Another family saga and hidden secrets I found in Habitaciones cerradas by Care Santos. Violeta Lax is the grand daughter of the famous, Spanish artist Amadeo Lax. When he died he left his house and art to the Catalonian state. Violeta comes back to have a look at the house a last time before the house will be turned into a museum. Once the renovations starts a hidden room is found.

The novel takes place in Barcelona and that takes me to one of my favourite author; Carlos Ruiz Zafon and The Shadow of the Wind. A book with secret libraries and houses and a search for a forgotten book, The Shadow of the Wind by an even more secret and forgotten writer, Julián Carax. A wonderful book of magic realism.

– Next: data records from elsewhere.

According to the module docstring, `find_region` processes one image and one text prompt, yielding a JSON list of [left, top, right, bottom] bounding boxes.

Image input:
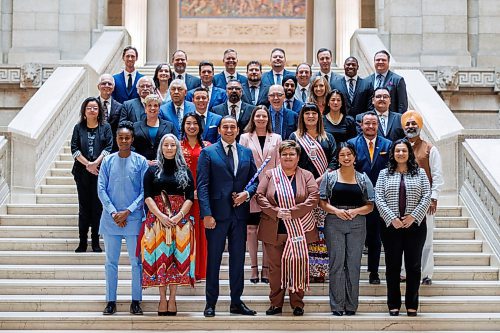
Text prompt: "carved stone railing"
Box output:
[[0, 136, 10, 210], [460, 139, 500, 258], [8, 28, 130, 203]]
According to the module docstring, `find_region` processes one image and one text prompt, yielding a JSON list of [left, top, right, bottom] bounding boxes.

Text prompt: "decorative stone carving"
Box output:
[[20, 62, 42, 88], [437, 67, 459, 91]]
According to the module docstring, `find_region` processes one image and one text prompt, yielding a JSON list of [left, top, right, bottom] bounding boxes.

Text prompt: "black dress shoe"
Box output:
[[293, 306, 304, 316], [266, 305, 283, 316], [369, 273, 380, 284], [229, 302, 257, 316], [389, 310, 399, 317], [102, 302, 116, 316], [130, 301, 143, 315], [203, 304, 215, 318]]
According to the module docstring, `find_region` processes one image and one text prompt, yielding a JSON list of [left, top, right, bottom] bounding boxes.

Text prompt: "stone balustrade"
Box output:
[[4, 28, 130, 203]]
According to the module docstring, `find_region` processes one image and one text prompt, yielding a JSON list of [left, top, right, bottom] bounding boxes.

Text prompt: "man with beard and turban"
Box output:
[[212, 80, 254, 141], [401, 110, 444, 286]]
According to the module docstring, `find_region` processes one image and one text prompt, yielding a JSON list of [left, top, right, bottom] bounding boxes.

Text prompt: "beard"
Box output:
[[404, 128, 420, 139]]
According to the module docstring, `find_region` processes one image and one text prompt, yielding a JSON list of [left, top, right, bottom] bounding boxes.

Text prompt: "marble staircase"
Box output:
[[0, 144, 500, 331]]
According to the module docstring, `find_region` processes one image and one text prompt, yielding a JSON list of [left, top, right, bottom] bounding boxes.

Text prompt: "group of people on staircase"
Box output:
[[71, 46, 443, 317]]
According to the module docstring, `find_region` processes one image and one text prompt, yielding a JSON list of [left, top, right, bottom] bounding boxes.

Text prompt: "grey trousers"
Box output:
[[325, 214, 366, 311]]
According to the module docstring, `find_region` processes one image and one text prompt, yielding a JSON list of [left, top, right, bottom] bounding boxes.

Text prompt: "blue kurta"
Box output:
[[97, 152, 148, 235]]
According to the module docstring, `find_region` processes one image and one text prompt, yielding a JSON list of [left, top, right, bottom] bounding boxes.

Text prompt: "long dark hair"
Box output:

Magic realism takes me to Gabriel Garcia Marques and his Nobel Prize winning book One Hundred Years of Solitude. Another family saga in a world full of magic, realism and very special people.


Talking about special people (and a hundred years), I come to think of The Hundred Year Old Man Who Climbed Out Of The Window And Disappeared by Jonas Jonasson. A hilarious story of a man where nothing is impossible. Through his last(?) adventure we have flash backs of his quite extraordinary life.

While in Sweden why not end with A Man Called Ove by Fredrik Backman. Another hilarious story about a grumpy old man who finally meets his faith in a young woman. From loneliness and grumpiness to be part of a neighbouring family sphere, showing that if you give a little bit of yourself you get something back.

The chain took me from tragic family sagas, from secrets and hidden rooms to a more easy-going, humorous ending. It took me over the world from England to Spain, on to Columbia and Sweden.